Largement applaudie par le public, les interprètes reprennent le final heureux de cette belle pièce.

Le chant des oiseaux

C’est au coucher du soleil que la soirée du 12 juillet s’est déroulée. La chaleur n’en a pas pour autant déserté ce beau jardin Raymond VI qui recevait ce soir-là un quatuor d’artistes aux talents complémentaires.

Tous les mélomanes toulousains se réjouissaient d’accueillir la grande violoniste Geneviève Laurenceau qui occupa le poste stratégique de premier violon super-soliste de l’Orchestre national du Capitole pendant dix années consécutives. Ayant rejoint ses terres alsaciennes où elle dirige son cher festival de musique d’Obernai, Geneviève Laurenceau mène en outre une belle carrière de violoniste soliste.
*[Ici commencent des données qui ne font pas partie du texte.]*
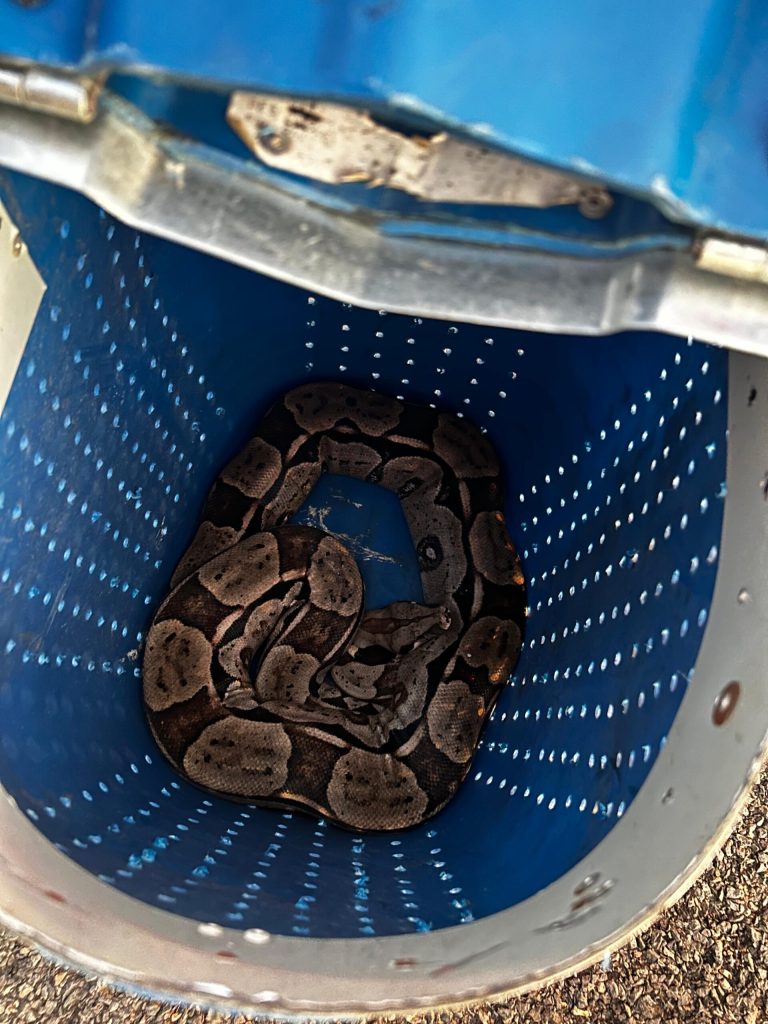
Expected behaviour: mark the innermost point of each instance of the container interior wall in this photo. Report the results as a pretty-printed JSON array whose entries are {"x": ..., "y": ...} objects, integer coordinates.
[{"x": 147, "y": 367}]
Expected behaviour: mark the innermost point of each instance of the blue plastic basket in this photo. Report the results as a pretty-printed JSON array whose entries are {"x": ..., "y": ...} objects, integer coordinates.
[{"x": 148, "y": 366}]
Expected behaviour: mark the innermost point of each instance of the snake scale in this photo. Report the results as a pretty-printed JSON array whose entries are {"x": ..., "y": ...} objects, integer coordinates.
[{"x": 265, "y": 680}]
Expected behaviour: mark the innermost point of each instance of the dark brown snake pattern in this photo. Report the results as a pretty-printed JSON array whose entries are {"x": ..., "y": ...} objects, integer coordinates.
[{"x": 263, "y": 678}]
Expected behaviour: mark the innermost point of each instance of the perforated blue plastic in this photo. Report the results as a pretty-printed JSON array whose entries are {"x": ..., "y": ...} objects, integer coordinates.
[{"x": 148, "y": 366}]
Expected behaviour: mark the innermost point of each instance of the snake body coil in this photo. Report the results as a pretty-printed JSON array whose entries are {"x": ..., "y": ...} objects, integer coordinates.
[{"x": 265, "y": 680}]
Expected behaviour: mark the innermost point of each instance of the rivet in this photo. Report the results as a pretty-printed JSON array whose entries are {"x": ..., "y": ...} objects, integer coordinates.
[{"x": 725, "y": 702}]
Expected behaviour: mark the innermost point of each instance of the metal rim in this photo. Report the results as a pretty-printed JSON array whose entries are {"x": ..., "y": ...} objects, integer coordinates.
[
  {"x": 695, "y": 790},
  {"x": 175, "y": 189}
]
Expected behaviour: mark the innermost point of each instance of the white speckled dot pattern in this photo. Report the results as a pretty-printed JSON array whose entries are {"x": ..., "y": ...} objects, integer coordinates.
[{"x": 147, "y": 368}]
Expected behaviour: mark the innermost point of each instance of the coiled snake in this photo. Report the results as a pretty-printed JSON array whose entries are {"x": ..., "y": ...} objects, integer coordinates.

La pianiste d’origine serbe Lidija Bizjak partage avec elle le vaste programme musical de cette soirée. A la suite de ses études au Conservatoire de Belgrade, la musicienne a intégré le Conservatoire national supérieur de musique de Paris, où elle a travaillé avec Jacques Rouvier. Elle y a obtenu le Premier prix de piano en 1998.

Ce soir du 12 juillet, les deux musiciennes partagent cette rencontre sous les étoiles avec deux personnalités inclassables qualifiées, à défaut de terme académique certifié, de chanteurs d’oiseaux. La présence dans ce beau jardin de Jean Boucault et Johnny Rasse ne saurait être plus légitime. Ces deux personnages aux performances exceptionnelles pratiquent comme personne les chants d’oiseaux. Non contents d’imiter à merveille le langage musical de nos amis à plumes, ils en adoptent certains de leurs comportements. Alors que se font entendre dans le jardin certains chants de véritables oiseaux, les interventions des deux complices viennent se mêler au programme musical du duo violon-piano.

De gauche à droite : la pianiste Lidija Bizjak, la violoniste Geneviève Laurenceau, les chanteurs d’oiseaux, Jean Boucault et Johnny Rasse
– Photo Classictoulouse –

Tantôt alternant avec les pièces choisies et jouées par Geneviève Laurenceau et Lidija Bizjak, tantôt s’y superposant, Jean Boucault et Johnny Rasse insèrent leurs performances vocales dans un scénario que l’on pourrait qualifier de « comportemental ». On assiste alors à quelques scènes touchantes de séduction, mais aussi à quelques défis avec ou sans vainqueur !

Le programme musical se marie subtilement avec les chants d’oiseaux, et reste lié à la nature et à la dramaturgie du spectacle. La variété des œuvres couvre un répertoire d’un belle richesse. De Bartók à Saint-Saëns, tous les styles sont abordés avec le grand talent des deux musiciennes. La qualité de la sonorisation (indispensable dans ce lieu de plein air) permet d’apprécier la fluidité du toucher de la pianiste ainsi que la richesse et la rondeur sonore de la violoniste dont la virtuosité toujours parfaitement musicale, s’adapte à l’ensemble du large répertoire abordé ici. De Béla Bartók à Robert Schumann, d’Enrique Granados à Erik Satie, de Piotr Illich Tchaïkovski à Fritz Kreisler, le programme musical se conclut sur un bis inévitable, Le Cygne, extrait du Carnaval des Animaux de Camille Saint-Saëns. Notons que la Danse Macabre, du même Saint-Saëns, n’a pas manqué de susciter l’intérêt d’un public conquis.